FYI: I've just noticed a post from Alan Cox on LKML where he mentioned that "there are some cases where trying to load both old and new IDE support for the same chip will do strange things."

I suggest you try disabling libata support for your nForce controller (SATA_NV=n). Note that this will NOT affect your device nodes or do anything else at all scary. I'd be interested in hearing whether this helped, although given how infrequent the problem was it might be hard to tell.

Comment 11 sECuRE 2007-07-11 12:33:52 UTC

(In reply to comment #10)
> FYI: I've just noticed a post from Alan Cox on LKML where he mentioned that
> "there are some cases where trying to load both old and new IDE support for the
> same chip will do strange things."
> 
> I suggest you try disabling libata support for your nForce controller
> (SATA_NV=n). Note that this will NOT affect your device nodes or do anything
> else at all scary. I'd be interested in hearing whether this helped, although
> given how infrequent the problem was it might be hard to tell.

Thanks for the hint, I've disabled it and will let you know if it still happens after the next reboot (this may take some time..)

Comment 12 Daniel Drake (RETIRED) gentoo-dev

2007-07-22 04:43:08 UTC

Please also make sure you are running 2.6.22 for new libata EH. Next time this happens, please attach the full dmesg from that session, otherwise we have to guess...

Comment 13 Daniel Drake (RETIRED) gentoo-dev

2007-08-05 22:20:30 UTC

Please reopen if you see this again.

Comment 14 sECuRE 2007-09-07 18:43:26 UTC

(In reply to comment #10)
> (SATA_NV=n).
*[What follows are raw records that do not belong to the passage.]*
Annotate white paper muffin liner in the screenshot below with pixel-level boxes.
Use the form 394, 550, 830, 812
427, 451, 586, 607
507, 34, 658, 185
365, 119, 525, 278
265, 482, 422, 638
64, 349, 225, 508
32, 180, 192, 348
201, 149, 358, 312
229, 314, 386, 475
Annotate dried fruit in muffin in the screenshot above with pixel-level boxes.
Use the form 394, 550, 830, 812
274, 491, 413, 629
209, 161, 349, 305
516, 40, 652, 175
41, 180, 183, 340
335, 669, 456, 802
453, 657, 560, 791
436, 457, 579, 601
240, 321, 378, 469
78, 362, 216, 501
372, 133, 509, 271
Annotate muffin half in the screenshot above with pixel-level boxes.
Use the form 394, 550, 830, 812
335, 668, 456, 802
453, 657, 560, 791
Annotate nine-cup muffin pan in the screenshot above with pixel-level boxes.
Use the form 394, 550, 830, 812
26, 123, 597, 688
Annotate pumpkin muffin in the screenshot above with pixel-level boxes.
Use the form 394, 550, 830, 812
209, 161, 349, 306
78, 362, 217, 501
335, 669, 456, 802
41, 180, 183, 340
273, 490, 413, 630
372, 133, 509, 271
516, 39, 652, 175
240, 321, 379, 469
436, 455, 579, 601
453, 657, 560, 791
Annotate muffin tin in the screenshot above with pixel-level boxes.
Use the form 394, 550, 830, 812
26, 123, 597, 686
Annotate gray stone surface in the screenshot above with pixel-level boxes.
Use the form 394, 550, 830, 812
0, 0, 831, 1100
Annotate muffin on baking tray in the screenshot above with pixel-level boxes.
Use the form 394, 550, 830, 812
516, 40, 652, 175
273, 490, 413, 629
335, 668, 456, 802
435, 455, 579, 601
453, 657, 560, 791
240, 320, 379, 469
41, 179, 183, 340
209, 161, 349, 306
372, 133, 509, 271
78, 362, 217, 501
Note that this will NOT affect your device nodes or do anything
> else at all scary.

Due to a power outage I've rebooted today and upgraded the kernel to 2.6.22.6 without SATA_NV. This did however affect the device nodes! There are 2x2 connectors on the board, I'll just call them bus1 and bus2 (with 2 SATA ports each) even if they're not busses. Disabling SATA_NV switched bus1 with bus2, so now I have to boot from /dev/sda instead of /dev/sdc.

Comment 15 Duane Griffin 2007-09-07 23:19:13 UTC

Hmm, that is interesting. At least we know it has an effect, then! Let's see if the problem recurs with that change.